Photo caption: My family at the peak of Mt. Sumalayagon. Countryside living is love!
Life in Cagayan De Oro: PROMDI and PROUD
It was the thick of winter in New Hampshire when my husband told me, “Han, we are moving to Cagayan De Oro!” I felt my tongue recede, my brain collapse, and air swoosh out of my lungs. This was before Ms Universe Pia Wurtzbach put CDO on the spotlight so the logical taas-kilay (raised-eyebrow) reply was: Bakit?! (Why?) Lord, have mercy! These words remained as thoughts reverberating through my head because my usual ma-chika (talkative) self was stunned speechless.
My in-laws who were all in the US (still are) could not contain their dismay. My parents in Manila were equally flabbergasted. “Eh diba may Abu Sayyaf doon? Puro Muslim? You’re really ok to be promdi?” (Isn’t there a terrorist group there? All Muslim?

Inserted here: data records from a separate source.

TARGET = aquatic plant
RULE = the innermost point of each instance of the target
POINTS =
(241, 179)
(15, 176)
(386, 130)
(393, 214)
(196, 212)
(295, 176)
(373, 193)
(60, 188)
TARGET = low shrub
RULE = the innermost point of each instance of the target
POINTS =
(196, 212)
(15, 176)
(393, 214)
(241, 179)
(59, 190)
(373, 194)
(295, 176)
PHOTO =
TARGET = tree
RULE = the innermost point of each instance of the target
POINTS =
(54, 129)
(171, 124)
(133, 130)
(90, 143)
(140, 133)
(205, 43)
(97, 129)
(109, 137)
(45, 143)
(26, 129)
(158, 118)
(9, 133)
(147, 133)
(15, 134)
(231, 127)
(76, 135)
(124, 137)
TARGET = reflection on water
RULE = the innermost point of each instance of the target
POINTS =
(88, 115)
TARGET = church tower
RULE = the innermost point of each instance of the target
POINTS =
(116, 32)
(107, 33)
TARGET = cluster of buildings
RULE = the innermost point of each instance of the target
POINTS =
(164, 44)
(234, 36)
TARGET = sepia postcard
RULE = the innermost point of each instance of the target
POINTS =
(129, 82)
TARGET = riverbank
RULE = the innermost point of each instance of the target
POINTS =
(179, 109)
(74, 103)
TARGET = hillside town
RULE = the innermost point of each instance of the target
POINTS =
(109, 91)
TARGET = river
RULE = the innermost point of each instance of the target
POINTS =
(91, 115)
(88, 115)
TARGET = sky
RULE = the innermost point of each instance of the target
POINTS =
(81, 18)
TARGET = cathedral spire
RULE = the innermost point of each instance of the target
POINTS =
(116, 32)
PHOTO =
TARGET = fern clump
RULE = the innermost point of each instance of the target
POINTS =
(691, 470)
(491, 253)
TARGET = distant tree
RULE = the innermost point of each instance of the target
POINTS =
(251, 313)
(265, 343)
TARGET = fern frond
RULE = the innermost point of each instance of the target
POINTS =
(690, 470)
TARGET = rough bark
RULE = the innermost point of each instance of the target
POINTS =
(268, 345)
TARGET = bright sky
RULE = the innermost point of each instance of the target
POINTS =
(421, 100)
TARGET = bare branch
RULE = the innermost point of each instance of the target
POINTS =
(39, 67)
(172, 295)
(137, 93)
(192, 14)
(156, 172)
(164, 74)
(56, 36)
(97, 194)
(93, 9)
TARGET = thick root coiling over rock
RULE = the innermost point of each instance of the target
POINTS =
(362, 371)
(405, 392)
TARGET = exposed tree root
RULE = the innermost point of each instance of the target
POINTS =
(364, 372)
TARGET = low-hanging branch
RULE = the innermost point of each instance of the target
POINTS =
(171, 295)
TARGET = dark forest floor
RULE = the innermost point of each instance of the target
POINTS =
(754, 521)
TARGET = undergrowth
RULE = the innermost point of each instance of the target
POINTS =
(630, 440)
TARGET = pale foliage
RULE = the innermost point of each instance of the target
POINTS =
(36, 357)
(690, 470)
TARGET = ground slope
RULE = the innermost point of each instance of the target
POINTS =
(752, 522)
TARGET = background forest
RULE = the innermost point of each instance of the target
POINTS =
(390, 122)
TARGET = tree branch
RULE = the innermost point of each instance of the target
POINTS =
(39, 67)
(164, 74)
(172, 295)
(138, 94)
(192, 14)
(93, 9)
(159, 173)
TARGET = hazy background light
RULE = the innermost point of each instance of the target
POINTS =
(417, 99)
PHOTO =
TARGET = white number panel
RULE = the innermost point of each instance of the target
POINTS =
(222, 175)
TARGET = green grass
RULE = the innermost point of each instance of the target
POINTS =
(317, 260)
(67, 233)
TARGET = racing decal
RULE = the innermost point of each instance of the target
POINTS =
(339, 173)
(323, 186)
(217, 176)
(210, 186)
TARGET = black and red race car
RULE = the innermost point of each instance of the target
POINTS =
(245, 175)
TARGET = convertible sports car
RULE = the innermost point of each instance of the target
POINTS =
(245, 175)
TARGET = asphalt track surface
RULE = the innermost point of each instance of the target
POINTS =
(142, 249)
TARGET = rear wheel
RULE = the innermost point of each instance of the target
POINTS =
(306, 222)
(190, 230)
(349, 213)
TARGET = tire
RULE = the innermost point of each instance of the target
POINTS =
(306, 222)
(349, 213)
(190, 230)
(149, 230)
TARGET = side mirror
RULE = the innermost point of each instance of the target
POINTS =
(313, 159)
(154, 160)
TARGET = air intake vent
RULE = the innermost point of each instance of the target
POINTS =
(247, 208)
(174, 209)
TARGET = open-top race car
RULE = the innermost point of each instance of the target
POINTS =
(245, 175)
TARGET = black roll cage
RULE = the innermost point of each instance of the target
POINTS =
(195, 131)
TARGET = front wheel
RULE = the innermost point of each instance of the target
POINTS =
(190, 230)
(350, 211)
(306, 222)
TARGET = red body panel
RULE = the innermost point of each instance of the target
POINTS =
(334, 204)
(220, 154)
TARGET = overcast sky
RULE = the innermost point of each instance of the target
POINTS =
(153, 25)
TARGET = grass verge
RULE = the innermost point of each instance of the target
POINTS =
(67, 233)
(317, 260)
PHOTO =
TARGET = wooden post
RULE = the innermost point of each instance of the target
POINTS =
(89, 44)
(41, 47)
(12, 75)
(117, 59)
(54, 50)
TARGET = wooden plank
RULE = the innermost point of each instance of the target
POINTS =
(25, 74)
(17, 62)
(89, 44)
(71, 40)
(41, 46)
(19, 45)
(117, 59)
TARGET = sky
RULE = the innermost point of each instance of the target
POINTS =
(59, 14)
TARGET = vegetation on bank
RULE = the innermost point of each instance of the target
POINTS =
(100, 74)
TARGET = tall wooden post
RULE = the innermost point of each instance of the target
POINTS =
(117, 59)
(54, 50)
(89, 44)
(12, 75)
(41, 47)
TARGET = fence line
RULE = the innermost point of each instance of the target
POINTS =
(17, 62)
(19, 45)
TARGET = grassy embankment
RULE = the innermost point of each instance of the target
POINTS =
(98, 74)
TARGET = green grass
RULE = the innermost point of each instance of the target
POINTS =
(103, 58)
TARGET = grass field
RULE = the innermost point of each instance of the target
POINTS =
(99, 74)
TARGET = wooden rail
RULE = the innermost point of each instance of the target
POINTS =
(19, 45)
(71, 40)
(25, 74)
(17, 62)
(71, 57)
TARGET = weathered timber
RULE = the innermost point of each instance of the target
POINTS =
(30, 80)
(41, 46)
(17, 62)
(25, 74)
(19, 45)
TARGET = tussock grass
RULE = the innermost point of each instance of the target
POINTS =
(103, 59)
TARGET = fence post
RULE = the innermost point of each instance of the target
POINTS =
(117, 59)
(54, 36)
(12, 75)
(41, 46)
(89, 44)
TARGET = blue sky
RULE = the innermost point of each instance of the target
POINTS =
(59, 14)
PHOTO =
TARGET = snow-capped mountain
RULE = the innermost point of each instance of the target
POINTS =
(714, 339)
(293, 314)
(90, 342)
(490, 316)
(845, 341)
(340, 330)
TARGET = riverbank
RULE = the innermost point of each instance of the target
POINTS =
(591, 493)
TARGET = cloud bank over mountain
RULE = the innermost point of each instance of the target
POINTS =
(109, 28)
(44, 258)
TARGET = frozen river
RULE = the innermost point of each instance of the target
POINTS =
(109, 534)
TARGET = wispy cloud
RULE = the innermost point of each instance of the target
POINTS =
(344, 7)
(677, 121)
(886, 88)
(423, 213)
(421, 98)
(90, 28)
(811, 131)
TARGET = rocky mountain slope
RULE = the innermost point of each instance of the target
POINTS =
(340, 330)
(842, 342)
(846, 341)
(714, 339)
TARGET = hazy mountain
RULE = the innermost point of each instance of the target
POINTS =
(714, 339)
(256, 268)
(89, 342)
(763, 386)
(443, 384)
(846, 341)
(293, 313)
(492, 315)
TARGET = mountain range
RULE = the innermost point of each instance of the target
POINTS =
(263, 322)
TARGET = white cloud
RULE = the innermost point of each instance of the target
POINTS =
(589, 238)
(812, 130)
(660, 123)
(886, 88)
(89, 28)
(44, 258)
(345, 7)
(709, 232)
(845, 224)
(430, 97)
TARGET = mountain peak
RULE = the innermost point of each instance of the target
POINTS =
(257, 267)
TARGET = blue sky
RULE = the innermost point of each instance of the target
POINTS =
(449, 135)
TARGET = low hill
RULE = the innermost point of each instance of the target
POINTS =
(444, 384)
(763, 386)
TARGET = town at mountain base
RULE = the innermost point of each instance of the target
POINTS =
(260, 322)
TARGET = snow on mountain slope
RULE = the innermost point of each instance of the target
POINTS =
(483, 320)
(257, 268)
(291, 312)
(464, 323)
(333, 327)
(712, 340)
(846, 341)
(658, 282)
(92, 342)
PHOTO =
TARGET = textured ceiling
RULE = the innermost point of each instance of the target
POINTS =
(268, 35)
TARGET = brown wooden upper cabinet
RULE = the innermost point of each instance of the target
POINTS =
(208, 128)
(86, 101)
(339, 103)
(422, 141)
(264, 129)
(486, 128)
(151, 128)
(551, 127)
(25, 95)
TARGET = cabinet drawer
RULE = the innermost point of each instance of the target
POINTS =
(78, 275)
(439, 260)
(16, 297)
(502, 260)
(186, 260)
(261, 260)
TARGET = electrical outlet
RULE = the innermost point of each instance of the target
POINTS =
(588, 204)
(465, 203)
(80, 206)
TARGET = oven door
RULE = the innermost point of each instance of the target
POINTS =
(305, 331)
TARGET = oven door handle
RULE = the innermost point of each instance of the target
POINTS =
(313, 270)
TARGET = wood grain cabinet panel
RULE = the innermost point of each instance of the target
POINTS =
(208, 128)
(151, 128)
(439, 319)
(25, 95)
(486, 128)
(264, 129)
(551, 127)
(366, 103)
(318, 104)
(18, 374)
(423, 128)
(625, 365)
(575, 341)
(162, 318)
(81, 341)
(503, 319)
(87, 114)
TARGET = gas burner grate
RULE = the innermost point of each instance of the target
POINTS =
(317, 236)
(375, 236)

You’re ok to be from the province/ boondocks?) said my mother. Finally, someone verbalized my fears.
I grew up in Manila and spent some years in the US, too, as a kid while my Mom took up her post-doctoral fellowship. She has a Phd from Michigan and she expected the same from me. The province was never in the picture. Living here was seen as a sign of regression.
With two young children in tow who have known nothing but American life, it was nerve-wracking to move to what many people say in the news as “No man’s land”. Mindanao, scary daw (perhaps)! Heck, it even rhymes. But my husband was burnt out from Wall St. He had just finished his MBA, and he craved his home-Cagayan De Oro. As cliché as it may sound, there truly is no place like home. In 2006, we moved here to the City Of Golden Friendship and never looked back…and the rest as they say is history.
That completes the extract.